Thursday, May 08, 2008

Who's Serious About Search...

I was chatting with someone from Yahoo last night and I mentioned that while I use Yahoo as my home page and e-mail I almost always search on Google. I never gave it much thought but a reason must exist for this to be true. I remember a LONG time ago Google had better search results and that's why I used it. I suspect that little difference exists now. So, why?

My theory is that it has little to do with the search itself and everything to do with two things:

1) Accessibility - By far the biggest reason I use Google is because it is just flat out the easiest search to get to. It is in my tool bar on both safari and firefox on my desk and in my phone. Yes I know that the others are in there too but... Does anyone actually change from the default?

If Yahoo and others are serious about search how can they hand this slot that is SO important to Google?

A second part of accessibility is more subtle. Go to and On Google's site search is what you see. It is the only thing on the page aside from some fine print. This screams "I care about search". On Yahoo's site the page is so busy you barely notice search.

2) Marketing - Google managed to get people to refer to searching as Googling! Need I say more. Does anyone even know of another name for a Band-Aid?

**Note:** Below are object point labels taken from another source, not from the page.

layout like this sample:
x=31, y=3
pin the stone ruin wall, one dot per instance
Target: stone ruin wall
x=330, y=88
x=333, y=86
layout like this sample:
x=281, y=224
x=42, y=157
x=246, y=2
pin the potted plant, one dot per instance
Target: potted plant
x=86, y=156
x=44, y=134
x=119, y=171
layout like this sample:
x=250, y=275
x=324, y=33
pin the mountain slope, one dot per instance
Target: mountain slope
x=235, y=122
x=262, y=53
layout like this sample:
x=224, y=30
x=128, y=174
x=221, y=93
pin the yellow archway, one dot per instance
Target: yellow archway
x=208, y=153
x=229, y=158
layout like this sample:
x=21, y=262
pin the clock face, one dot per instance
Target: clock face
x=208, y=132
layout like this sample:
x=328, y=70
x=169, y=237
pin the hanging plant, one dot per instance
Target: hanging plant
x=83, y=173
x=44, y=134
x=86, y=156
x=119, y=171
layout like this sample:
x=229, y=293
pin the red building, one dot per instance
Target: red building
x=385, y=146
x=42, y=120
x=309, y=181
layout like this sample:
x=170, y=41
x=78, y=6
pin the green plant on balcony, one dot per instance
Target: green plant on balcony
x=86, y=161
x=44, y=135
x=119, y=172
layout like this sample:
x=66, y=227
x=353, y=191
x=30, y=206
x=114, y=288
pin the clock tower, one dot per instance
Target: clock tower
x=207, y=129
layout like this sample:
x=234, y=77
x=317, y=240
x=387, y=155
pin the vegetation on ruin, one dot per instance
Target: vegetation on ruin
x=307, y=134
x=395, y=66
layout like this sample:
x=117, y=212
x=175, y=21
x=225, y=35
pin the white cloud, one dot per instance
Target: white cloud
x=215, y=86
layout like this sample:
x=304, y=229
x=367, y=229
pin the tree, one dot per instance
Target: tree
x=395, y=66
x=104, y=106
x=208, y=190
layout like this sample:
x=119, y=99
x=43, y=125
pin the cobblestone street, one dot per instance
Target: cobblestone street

A couple of side points. I like yahoo's home page (old not new) a lot. I actually like yahoo's e-mail better than Googles. It is entirely possible that they have intentionally taken a more balanced approach to the web and not focused on being number one in search. I have no idea. But... if someone wants to take on Google in a serious way, be RIGHT THERE when I want you. On my IPhone, on my desktop, in my browser. I don't "think" about search. It's a tool and I mostly grab the one near my hand that fits the general problem I'm trying to solve.

Tuesday, May 06, 2008

An Optimization For Garbage Collectors...

For the last few days I have been thinking a lot about GC as Terracotta moves towards our first major rewrite of that subsystem. Lots of relatively large changes have been bouncing around in my head as I read papers, blogs and talk to people. Maybe I'll blog about those later but one pretty simple one occurred to me. I have a theory that most Shared Objects are actually only directly referenced by one parent object (I haven't run stats on this yet so I might be full of it). I started from wondering whether we could take advantage of this to improve the efficiency of GC. Here is what I came up with:

  • We can keep a Set of Object ID's for objects that only have one direct reference to it. We have an implementation of a compressed Set of ID's so this can be quite space efficient.
  • If an Object gets a second reference to it then it is removed from that Set
  • If that one reference is removed and in the Terracotta world that object is not reachable from a client or in a non-terracotta world it is not reachable from the stack then the object is garbage.
  • If an Object has no references but is reachable from the stack or is still on a client then add it to the no-refs Set so that when those two things are no longer true they can be marked as garbage or if the object is re-referenced it can be accounted for properly.
  • You can also recurse through the objects that the new garbage object referenced doing the same check.
One might be wondering, "Does steve think he just invented reference counting?" Nope, I don't and I haven't decided if this idea is any better than just having a first phase of garbage collection based solely on reference counting. I'm just theorizing that it might be. I don't even know that I invented this shortcut. Most real world GC's are hybrids of multiple approaches that best fit the set of restrictions and limitations faced in the environment. This one seems like it could improve things significantly in real world apps and potentially drastically reduce the required frequency of full GC's in our world without adding too much overhead.

Anyway, blast away :-)